Он говорил, а сам думал про Тамару. Про женщину, что выпросила один день на речке и потеряла сорок лет. Про то, что Сила всегда, всегда берет не что попало, а самое сердце того, ради чего просят. И про то, что эта девчонка, Настя, еще счастливая, потому что рядом случайно оказался он, а сколько таких просят в запертых комнатах, при свече, и рядом нет никого, кто пришел бы через день и попробовал сменить форму.
— Ждите меня послезавтра, — сказал он. — Никуда не ходи, ничего больше не проси. И если Артем позвонит раньше, не радуйся сильно. Пока рано.
Мать проводила его до порога, совала деньги, Марек не взял. Из этих не брал. Он вышел на улицу, и его снова качнуло, желтые пятна все еще стояли в глазах, и он побрел к остановке пешком, потому что на вторую машину было жалко, да и надо было прийти в себя.
Всю дорогу его держала одна мысль, тяжелая, как камень.
Желтый свет. Пентаграмма. Он видел ее сегодня впервые за пятнадцать лет работы, и она отозвалась в нем не только пятнами в глазах. Она отозвалась в памяти. Там, за глухой стеной, в переходе, что-то дрогнуло на этот желтый.
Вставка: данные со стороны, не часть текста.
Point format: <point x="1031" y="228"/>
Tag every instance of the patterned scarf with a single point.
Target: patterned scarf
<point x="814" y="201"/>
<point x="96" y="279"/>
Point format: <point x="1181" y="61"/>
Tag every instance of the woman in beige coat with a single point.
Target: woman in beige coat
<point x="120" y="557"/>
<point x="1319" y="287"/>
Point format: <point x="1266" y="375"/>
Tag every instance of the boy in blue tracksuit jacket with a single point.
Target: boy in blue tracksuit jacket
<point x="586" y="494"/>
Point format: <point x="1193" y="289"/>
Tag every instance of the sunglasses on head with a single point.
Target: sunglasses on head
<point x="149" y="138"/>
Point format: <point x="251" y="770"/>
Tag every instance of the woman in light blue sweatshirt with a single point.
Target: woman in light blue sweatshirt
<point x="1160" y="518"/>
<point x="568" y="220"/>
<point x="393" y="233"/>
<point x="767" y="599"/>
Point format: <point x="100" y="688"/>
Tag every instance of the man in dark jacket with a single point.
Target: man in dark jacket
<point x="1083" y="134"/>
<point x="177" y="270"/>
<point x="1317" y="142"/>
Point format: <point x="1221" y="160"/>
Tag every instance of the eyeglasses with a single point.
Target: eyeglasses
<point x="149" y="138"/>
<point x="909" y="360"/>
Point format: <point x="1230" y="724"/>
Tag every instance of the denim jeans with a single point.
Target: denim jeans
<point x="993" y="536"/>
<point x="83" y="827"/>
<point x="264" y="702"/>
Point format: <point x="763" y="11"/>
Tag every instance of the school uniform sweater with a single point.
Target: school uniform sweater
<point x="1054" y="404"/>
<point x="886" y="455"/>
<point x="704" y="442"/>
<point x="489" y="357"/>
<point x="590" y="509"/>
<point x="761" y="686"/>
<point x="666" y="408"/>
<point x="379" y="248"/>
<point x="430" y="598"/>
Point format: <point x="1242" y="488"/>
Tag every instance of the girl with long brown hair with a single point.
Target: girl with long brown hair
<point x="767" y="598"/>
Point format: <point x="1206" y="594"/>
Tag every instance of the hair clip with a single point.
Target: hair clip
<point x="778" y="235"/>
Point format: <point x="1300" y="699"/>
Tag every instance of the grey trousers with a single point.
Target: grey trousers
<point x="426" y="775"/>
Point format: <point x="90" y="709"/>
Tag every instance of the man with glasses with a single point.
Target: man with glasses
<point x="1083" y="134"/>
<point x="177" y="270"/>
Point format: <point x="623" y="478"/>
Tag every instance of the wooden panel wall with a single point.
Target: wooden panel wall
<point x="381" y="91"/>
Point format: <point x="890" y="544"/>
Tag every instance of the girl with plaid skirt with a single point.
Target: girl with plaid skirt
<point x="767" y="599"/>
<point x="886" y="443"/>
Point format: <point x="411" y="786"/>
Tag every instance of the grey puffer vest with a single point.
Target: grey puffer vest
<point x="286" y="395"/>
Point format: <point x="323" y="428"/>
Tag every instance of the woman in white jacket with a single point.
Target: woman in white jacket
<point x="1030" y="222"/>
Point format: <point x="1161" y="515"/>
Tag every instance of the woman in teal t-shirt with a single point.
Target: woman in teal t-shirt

Потому что желтый свет он уже видел. В том переходе, семнадцать лет назад. Он всегда помнил его и всегда думал, что это отблеск дальнего фонаря на бетонной стене. Тусклый желтый свет перед тем, как Сила наклонилась над ним. Свет и свет, мало ли, фонарь.
А если не фонарь.
Марек остановился посреди тротуара, и его обходили прохожие. Если желтый свет в переходе был не фонарь. Если это была вот такая же пентаграмма. Пять лучей, сплетенных из ничего, обхвативших умирающего парня на бетоне. То это значит только одно.
Тогда, в переходе, умирая, кто-то просил у Силы. И этот кто-то был он сам.
Марек не помнил, чтоб просил. В его памяти он просто лежал и умирал, а Сила пришла и подобрала его сама, по своей прихоти, потому что ей стало интересно. Так он думал семнадцать лет, и ему было спокойнее так думать. Он не должник, он избранник, единственный, кого Сила пожалела и подняла. А теперь выходило иначе. Он только что вспомнил, там, у стены, что тянулся к чему-то в те последние секунды. Что делал что-то. А теперь еще и желтый свет, который он видел, оказывается, дважды в жизни, и второй раз только что, вокруг чужой умирающей от любви девчонки.
Что, если он не просто лежал. Что, если он попросил. Взял долг, самый первый, там, на бетоне. И не помнит его, потому что этот долг стер сам себя из памяти, как стирает себя человек, что взял присутствие до дна.
Марека замутило, сильнее, чем в переходе. Он опустился на скамейку на остановке, обхватил голову.
Потому что если так, то он такой же должник, как все, кто к нему приходит. Хуже. У них долг на виду, а у него спрятан от него самого. И, значит, все семнадцать лет он чем-то платит по этому долгу. Каждый день. Не зная, чем.
Он попробовал прикинуть, чем. Что в нем не так, чего в нем нет, что Сила могла забирать все эти годы тихо, по капле, так, что он и не замечал. Он был один. Всегда один, всю взрослую жизнь, ни жены, ни друзей, ни привязанностей. Он думал, это от работы, от характера. А если это плата? Если Сила семнадцать лет забирает у него способность быть с людьми, привязываться, любить, как забрала у Насти любовь, как забрала у Тамары память? Он не знал. И проверить не мог. Как проверишь то, чего у тебя нет, если ты не помнишь, что оно когда-то было.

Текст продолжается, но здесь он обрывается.